I hope the following excerpts will provide an insight into what my question is going to be. These are from http://neuralnetworksanddeeplearning.com/chap3.html
"The learning then gradually slows down. Finally, at around epoch 280 the classification accuracy pretty much stops improving. Later epochs merely see small stochastic fluctuations near the value of the accuracy at epoch 280. Contrast this with the earlier graph, where the cost associated to the training data continues to smoothly drop. If we just look at that cost, it appears that our model is still getting "better". But the test accuracy results show the improvement is an illusion. Just like the model that Fermi disliked, what our network learns after epoch 280 no longer generalizes to the test data. And so it's not useful learning. We say the network is overfitting or overtraining beyond epoch 280."

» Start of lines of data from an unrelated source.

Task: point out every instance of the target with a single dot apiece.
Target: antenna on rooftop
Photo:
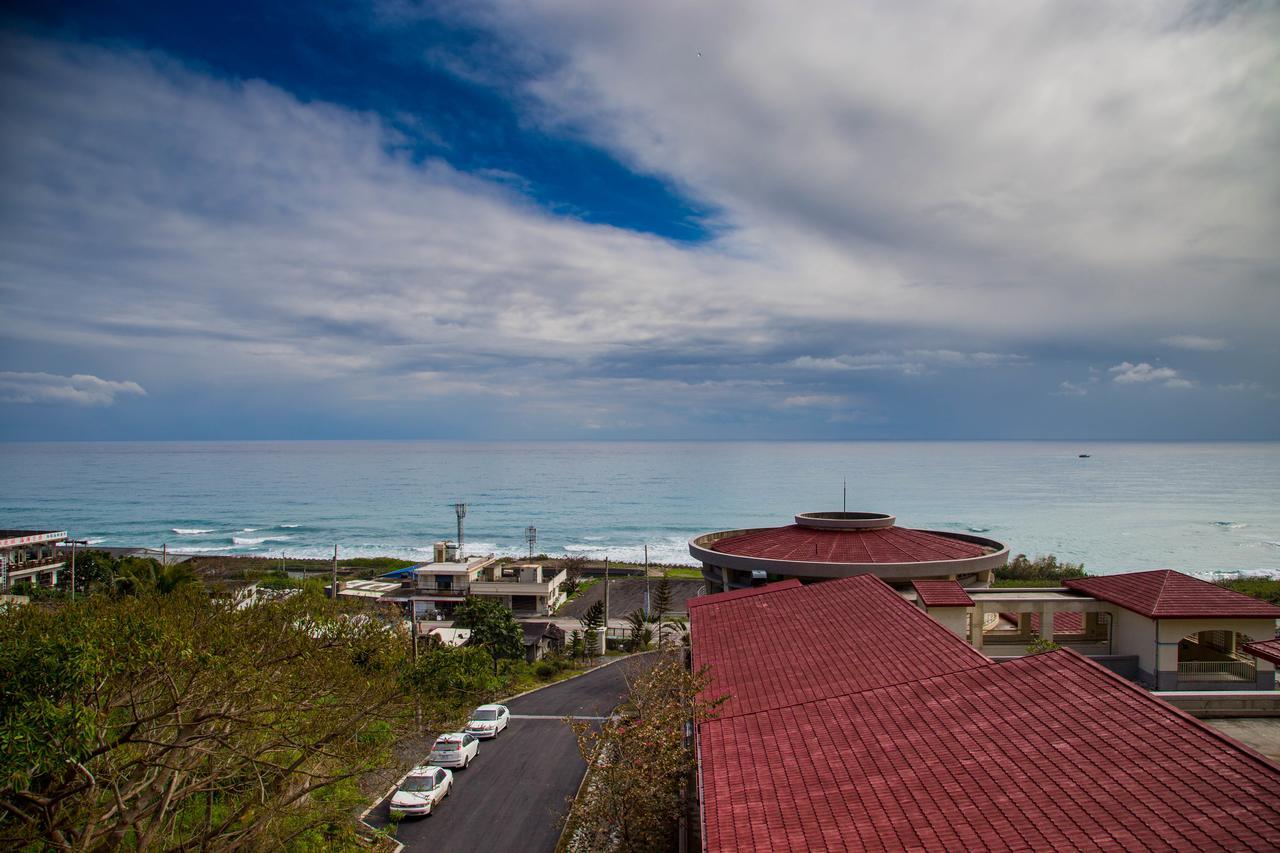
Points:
(461, 509)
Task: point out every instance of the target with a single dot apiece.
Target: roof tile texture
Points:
(974, 760)
(1266, 649)
(803, 643)
(1170, 594)
(871, 546)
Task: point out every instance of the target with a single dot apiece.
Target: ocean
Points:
(1200, 507)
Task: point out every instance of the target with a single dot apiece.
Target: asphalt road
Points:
(515, 793)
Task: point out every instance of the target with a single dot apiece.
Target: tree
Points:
(493, 628)
(662, 603)
(639, 762)
(1041, 644)
(177, 721)
(574, 568)
(592, 623)
(640, 632)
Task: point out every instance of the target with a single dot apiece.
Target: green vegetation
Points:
(1041, 644)
(161, 721)
(640, 763)
(592, 623)
(1041, 569)
(1264, 588)
(493, 628)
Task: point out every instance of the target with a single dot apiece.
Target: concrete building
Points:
(856, 721)
(1164, 629)
(821, 546)
(432, 591)
(31, 556)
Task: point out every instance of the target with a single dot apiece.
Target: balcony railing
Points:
(1216, 671)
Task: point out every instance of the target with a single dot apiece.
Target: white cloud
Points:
(80, 389)
(909, 361)
(1072, 389)
(1194, 342)
(1128, 373)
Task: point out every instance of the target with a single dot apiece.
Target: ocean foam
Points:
(256, 539)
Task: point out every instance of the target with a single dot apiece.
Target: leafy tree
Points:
(641, 635)
(493, 628)
(639, 762)
(177, 721)
(662, 603)
(574, 568)
(592, 623)
(1038, 569)
(1041, 644)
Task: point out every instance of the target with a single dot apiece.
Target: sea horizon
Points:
(1206, 507)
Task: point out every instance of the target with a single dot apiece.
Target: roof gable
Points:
(1171, 594)
(941, 593)
(798, 643)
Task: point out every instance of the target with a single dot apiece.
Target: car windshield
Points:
(419, 783)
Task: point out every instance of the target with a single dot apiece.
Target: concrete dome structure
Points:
(821, 546)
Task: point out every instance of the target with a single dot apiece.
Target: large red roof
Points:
(800, 643)
(855, 721)
(865, 546)
(941, 593)
(1171, 594)
(1266, 649)
(974, 760)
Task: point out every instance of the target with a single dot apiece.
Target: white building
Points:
(31, 556)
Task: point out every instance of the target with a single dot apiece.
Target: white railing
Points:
(1216, 671)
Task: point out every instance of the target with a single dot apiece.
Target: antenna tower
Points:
(461, 509)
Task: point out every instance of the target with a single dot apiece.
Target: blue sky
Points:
(571, 219)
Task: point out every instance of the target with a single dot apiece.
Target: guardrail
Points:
(1216, 671)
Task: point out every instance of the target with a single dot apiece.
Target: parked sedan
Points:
(488, 720)
(455, 749)
(421, 792)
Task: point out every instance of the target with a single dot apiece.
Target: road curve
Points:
(516, 790)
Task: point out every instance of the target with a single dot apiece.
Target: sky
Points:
(570, 219)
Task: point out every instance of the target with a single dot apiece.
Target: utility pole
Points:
(647, 579)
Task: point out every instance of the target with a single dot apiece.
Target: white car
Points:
(421, 792)
(488, 720)
(453, 749)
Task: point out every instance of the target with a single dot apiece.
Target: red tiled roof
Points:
(868, 546)
(795, 643)
(1171, 594)
(1064, 621)
(734, 594)
(941, 593)
(974, 760)
(1266, 649)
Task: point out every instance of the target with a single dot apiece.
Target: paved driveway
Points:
(517, 789)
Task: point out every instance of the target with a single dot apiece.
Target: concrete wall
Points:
(1171, 630)
(1134, 634)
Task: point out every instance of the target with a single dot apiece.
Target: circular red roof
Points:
(854, 546)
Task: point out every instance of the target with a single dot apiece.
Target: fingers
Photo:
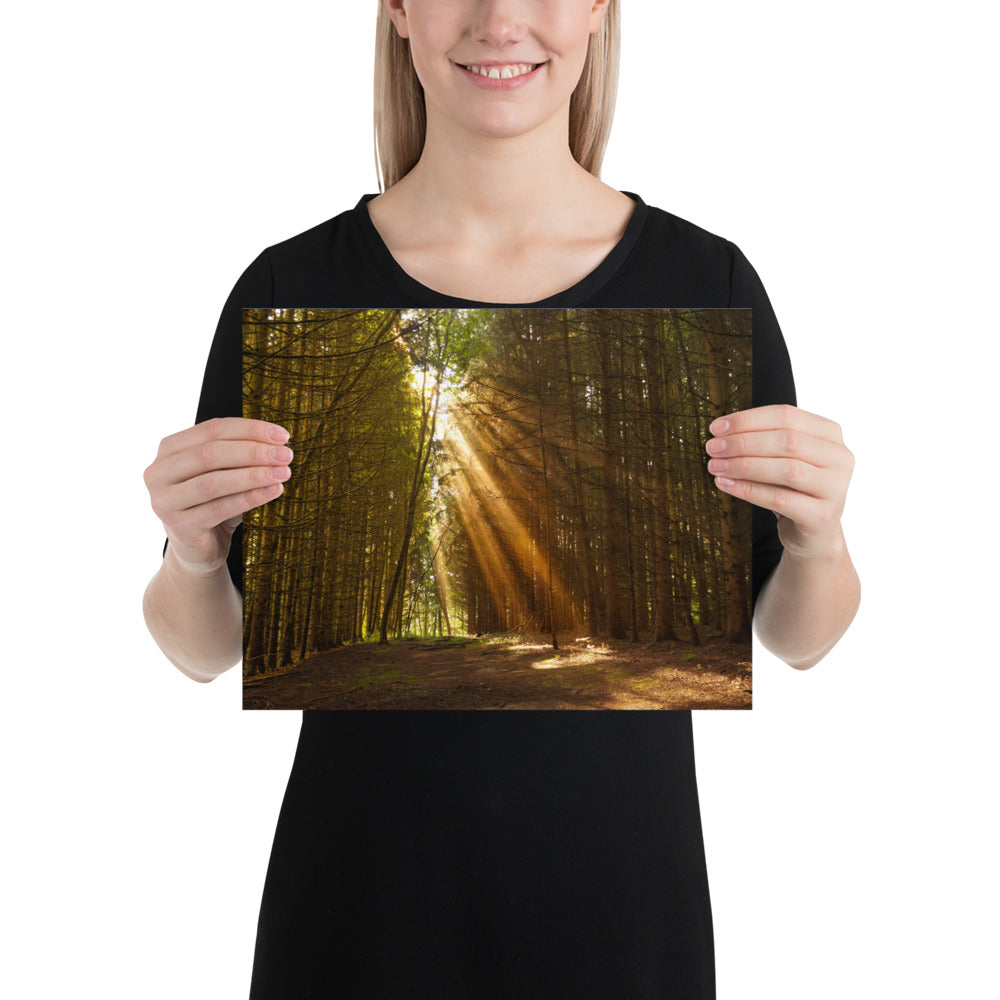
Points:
(798, 507)
(797, 475)
(195, 465)
(780, 417)
(216, 471)
(222, 429)
(219, 484)
(786, 460)
(197, 521)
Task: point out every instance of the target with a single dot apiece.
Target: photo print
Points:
(497, 509)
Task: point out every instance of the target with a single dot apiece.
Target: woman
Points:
(506, 854)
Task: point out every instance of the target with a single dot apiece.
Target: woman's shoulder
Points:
(304, 265)
(692, 263)
(666, 227)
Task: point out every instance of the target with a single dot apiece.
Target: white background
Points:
(153, 150)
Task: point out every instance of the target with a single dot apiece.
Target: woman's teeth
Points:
(502, 72)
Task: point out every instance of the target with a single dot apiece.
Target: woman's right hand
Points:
(204, 478)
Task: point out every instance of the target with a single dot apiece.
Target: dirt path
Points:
(512, 672)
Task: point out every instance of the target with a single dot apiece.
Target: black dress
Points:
(508, 854)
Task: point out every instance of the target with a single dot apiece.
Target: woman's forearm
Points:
(807, 604)
(196, 619)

---We are training a neural network and the cost (on training data) is dropping till epoch 400 but the classification accuracy is becoming static (barring a few stochastic fluctuations) after epoch 280 so we conclude that model is overfitting on training data post epoch 280
"We can see that the cost on the test data improves until around epoch 15, but after that it actually starts to get worse, even though the cost on the training data is continuing to get better. This is another sign that our model is overfitting. It poses a puzzle, though, which is whether we should regard epoch 15 or epoch 280 as the point at which overfitting is coming to dominate learning? From a practical point of view, what we really care about is improving classification accuracy on the test data, while the cost on the test data is no more than a proxy for classification accuracy. And so it makes most sense to regard epoch 280 as the point beyond which overfitting is dominating learning in our neural network."
---As opposed to classification accuracy on test data compared with training cost previously we are now placing cost on test data against training cost
then the book goes on to explain why 280 is the right epoch where the overfitting has started. That is what i have an issue with. I cant wrap my head around this.
We are asking model to minimize the cost and thus cost is the metric it uses as a measure of a its own strength to classify correctly. If we consider 280 as the right epoch where the overfitting has started, have we not in a way created a biased model that though is a better classifier on the particular test data but nonetheless is making decisions with low confidence and hence is more prone to deviate from the results shown on the test data?